Evidence-based leadership: My hospital is on a path to excellence in patient service. What makes this program different from previous continuous quality improvement work is its emphasis on leadership development and the hardwiring of service and operational excellence. The program is based on the knowledge that all of us in health care believe in our purpose, in our worthwhile work, and in making a difference. The health care flywheel of change and improvement turns ever faster when all of us align our principles, our passion, and our results [4].
At my hospital, we are implementing a process that continually asks patients how we are doing. A recent leadership development workshop brought to our attention the movement for evidence-based leadership. Keynote speaker Quint Studer discussed the Hospital Consumer Assessment for Healthcare Providers and Systems (HCAHPS) [5], the government's way of asking patients how they perceive the quality of care. The four rating scale terms in HCAHPS are “never,” “sometimes,” “usually,” and “always”—absolute determinations that emphasize how important consistency of care is. Many of the survey questions ask about patients' receiving knowledge or information. Hospital librarians can find potential areas of service among the survey questions.

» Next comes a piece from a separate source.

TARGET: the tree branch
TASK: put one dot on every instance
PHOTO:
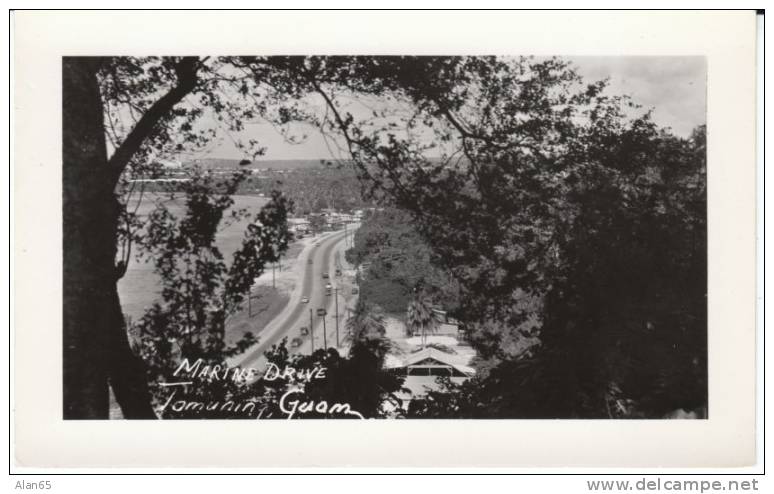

Studer made the point that hospital leaders will be expected to hardwire (as in “always”) performance and achievement levels. As goals are set and aligned and as behavior is aligned to the goals, procedures must be aligned, too. I took the opportunity to talk with Studer about the EBLIP movement, noting that hospital librarians recognize the need to show how library practice supports the clinical care mission of our hospitals. His reply was noteworthy; to paraphrase him: “Good. If they don't, they will end up on the cutting room floor.”
What I now believe we needto do
Hospital libraries support the diverse individuals and various needs of health care. Because so much is done for so many, we need to think of a mosaic to create the full picture of what hospital libraries do. We need to create and then to assemble many little pieces to create the “big picture” of hospital librarianship.
Accountability through basing decisions on sound evidence is key for clinical practice and, increasingly, library practice as well. I feel that it is critical that hospital libraries begin or continue systematic evidence collection, such as customer service and operations data, to prove their case to their institutions. The following points illustrate steps hospital libraries can take now:
Hospital librarians need to ask customers what is important to them and how the library rates in meeting the customer's expectations. Using the gap analysis survey model, we can survey our customers. I suggest we set measurable standards, for example, “within 72 hours in our customer's hands,” rather than statements open to interpretation, such as “in a timely manner” [6].
Hospital librarians need to know how long it takes to get an item to every customer and whether customers prefer a paper product or an electronic document delivered to a desktop computer. We have quarterly and annual DOCLINE data for summary reports on interlibrary loan and Loansome Doc activity. Other software, such as QuickDOC, gives us the flexibility to tabulate results for patrons, departments, or libraries for any period [7]. Without the library, the hospital does not have access to the international network of services the profession provides.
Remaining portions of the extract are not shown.